The 'usual fostering limit' is three, so nobody may foster more than three children unless:

  • The foster children are all siblings (then there is no upper limit); or
  • Bradford Children and Families Trust exempts the carer from the usual fostering limit in relation to specific placements.

In considering whether to exempt a person from the usual fostering limit, we must consider:

  • The number of children whom the person proposes to foster;
  • The arrangements which the person proposes for the care and accommodation of the fostered children;
  • The intended and likely relationship between the person and the fostered children;
  • The period of time for which he/she proposes to foster the children; and
  • Whether the welfare of the fostered children (and any other children who are or will be living in the accommodation) will be safeguarded and protected.


6. What If I want to Adopt my Foster Child or become a Special Guardian?

Adoption

Adopting a child is very different to fostering. This is about making a forever commitment to the child so this needs to be considered carefully. The most important thing is that there is a Permanence Plan for the child to be adopted and if this is the case and you would like to find out more then speak to your Supervising Social Worker.

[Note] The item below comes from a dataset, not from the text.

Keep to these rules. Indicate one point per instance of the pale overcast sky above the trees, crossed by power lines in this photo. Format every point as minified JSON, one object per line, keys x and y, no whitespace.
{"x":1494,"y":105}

If the decision is to proceed, an assessment will be completed focusing on you as a prospective adopter and to determine whether this will be in the long-term interests of the child. You will receive the same assessment, preparation and training as other prospective adopters.

Special Guardianship or Long-term fostering may be another option.

Special Guardianship Orders

This Order addresses the needs of a significant group of children, who need a sense of stability and security but who do not wish to make the absolute legal break with their birth family that is associated with adoption. It also provides an alternative for achieving permanence in families where adoption, for cultural or religious reasons, is not an option. You can apply for a Special Guardianship Order once the child has lived with you for one year immediately preceding the application.

Special Guardians have Parental Responsibility for the child and although this is shared with the child’s parents, the Special Guardian has clear responsibility for day to day matters without the need for consultation with others. The parents still have to be consulted and give their consent to the child’s change of name, adoption, placement abroad and any other such fundamental issues. A Special Guardianship Order made in relation to a Child in Care replaces the Care Order and the Local Authority no longer has Parental Responsibility. In these circumstances, the Care Order is revived if the Special Guardianship Order is revoked.

Special Guardians may be supported financially or otherwise by the Local Authority and, as with adoptive parents; they have the right to request an assessment for support services at any time after the Order is made.

Special Guardianship has the following advantages as a permanence plan:

  • The carers have Parental Responsibility and clear authority to make decisions on day to day issues about the child’s care;
  • There is added legal security to the Order in that leave is required for parents to apply to discharge the Order and will only be granted if a change of circumstances can be established since the Order was made;
  • It maintains legal links to the birth family;
  • There need be no social worker involvement, unless this is identified as necessary, in which case an assessment of the need for support must be made by the relevant local authority.

Special Guardianship has the following disadvantages as a permanence plan:

  • The Order only lasts until the child is 18 and does not necessarily bring with it the sense of belonging to the Special Guardian’s family as an Adoption Order does;
  • As the child is not a legal member of the family, if difficulties arise there may be less willingness to persevere and seek resolution;
  • Although there are restrictions on applications to discharge the Order, such an application is possible and may be perceived as a threat to the child’s stability.